Wifey and I have become quite partial to Persian food over the last year or so. We’re not sure if there genuinely is a proliferation of Persian restaurants of late, or if we’re just observing the “since I bought my new car I see them everywhere” effect, but we’re learning to tell the difference between good and - well - indifferent Persian food.
Behesht, unfortunately, falls into the latter category. We had passed it many times and Wifey in particular had one of those “feelings” about the place, so on Saturday we decided to try it for lunch.
On walking in we had high hopes. Split into five rooms and much, much bigger inside than you could ever guess from the street, the interior is a fantasy land of Middle Eastern décor and indoor water features.
We sat down and ordered from the very reasonably priced menu, which, by the way, somebody really should proof read. My okra main course included something called “green papers” while, alarmingly, several of the starters including my baba ganoush, had as their main ingredient either grilled or baked aborigine!
We were refused tap water. I think it’s an urban myth that it’s a legal requirement to offer it, but it’s the only restaurant I know of that doesn’t and that alone is enough to stop me from going back.
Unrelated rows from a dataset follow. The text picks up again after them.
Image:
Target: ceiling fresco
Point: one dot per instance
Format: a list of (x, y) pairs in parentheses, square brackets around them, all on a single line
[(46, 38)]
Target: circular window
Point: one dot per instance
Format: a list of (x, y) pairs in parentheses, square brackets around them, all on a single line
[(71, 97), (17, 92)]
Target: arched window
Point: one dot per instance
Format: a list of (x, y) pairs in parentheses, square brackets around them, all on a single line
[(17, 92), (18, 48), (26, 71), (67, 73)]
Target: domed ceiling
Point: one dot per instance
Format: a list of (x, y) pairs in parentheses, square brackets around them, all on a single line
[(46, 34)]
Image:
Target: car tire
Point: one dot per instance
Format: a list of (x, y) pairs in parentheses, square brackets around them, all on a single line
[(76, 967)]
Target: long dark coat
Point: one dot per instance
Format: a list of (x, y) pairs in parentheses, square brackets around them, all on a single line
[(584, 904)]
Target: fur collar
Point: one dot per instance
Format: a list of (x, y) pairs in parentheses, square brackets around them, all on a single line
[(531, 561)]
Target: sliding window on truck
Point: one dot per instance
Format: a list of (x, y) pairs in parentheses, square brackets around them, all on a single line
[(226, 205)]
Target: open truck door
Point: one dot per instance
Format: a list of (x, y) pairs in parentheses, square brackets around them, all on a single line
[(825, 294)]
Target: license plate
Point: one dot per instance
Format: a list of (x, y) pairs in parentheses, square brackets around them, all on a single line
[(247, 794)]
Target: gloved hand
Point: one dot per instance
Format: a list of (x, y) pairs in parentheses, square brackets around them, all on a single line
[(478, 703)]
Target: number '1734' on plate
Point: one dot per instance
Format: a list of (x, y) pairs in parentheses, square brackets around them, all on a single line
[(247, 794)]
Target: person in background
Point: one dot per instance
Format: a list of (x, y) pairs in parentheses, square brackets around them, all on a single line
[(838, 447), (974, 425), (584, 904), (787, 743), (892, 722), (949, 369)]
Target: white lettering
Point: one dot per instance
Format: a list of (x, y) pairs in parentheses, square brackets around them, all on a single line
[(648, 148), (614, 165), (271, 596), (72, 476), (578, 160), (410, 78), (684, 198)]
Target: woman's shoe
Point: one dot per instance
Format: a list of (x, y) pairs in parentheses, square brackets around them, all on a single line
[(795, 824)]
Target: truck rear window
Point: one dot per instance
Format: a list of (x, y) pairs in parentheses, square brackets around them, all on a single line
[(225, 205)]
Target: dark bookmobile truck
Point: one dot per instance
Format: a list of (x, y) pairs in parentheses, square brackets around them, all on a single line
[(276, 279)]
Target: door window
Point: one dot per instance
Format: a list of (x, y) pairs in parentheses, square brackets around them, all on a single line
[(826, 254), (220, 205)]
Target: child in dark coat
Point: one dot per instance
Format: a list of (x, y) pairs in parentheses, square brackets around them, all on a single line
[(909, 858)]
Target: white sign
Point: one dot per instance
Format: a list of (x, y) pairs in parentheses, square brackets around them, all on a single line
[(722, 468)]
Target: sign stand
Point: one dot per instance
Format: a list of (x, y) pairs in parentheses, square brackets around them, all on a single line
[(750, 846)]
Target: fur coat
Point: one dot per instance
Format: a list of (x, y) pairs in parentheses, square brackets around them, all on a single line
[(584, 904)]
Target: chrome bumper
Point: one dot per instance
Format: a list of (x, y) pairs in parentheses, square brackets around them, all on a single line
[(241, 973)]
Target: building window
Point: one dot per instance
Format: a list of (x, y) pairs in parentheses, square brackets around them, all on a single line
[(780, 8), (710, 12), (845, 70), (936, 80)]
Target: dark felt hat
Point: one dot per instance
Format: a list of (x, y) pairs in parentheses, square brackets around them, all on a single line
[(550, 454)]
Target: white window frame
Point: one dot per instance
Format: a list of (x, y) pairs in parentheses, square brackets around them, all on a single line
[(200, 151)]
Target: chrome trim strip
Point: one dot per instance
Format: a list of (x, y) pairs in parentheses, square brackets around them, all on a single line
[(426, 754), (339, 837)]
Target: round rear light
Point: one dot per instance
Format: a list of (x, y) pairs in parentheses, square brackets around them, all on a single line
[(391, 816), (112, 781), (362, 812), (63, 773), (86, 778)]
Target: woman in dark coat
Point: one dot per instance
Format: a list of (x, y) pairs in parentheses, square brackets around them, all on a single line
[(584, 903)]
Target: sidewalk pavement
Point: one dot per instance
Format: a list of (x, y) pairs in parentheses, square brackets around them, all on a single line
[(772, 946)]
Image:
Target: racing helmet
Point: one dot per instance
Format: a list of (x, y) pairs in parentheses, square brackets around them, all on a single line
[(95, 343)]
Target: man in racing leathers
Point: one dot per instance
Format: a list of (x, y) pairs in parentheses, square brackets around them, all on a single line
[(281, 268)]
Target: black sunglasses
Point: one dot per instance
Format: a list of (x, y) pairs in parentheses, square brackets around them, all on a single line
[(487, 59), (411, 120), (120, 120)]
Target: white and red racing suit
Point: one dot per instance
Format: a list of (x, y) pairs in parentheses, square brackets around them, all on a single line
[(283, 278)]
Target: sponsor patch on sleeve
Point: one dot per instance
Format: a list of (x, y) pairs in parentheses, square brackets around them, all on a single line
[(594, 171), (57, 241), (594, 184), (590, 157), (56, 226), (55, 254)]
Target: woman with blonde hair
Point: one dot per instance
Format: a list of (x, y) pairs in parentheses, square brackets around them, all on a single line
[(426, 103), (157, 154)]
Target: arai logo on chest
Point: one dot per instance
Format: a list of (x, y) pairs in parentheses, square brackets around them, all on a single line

Something we really like about Persian restaurants is breaking a raw egg yolk into the rice. That too wasn’t available.
The service was, to put it politely, offhand. Our waiter had all the charm and some of the sleaze of a used car salesman and we were left feeling as if we’d turned up at an inconvenient time at the house of someone who then felt obliged to entertain us.
The portions though, are very generous especially given the price. So much so in fact that we decided to finish early and asked for the food to be wrapped up to take away. We were somewhat nonplussed when our waiter returned with three Tupperware boxes for us to pack the food into ourselves!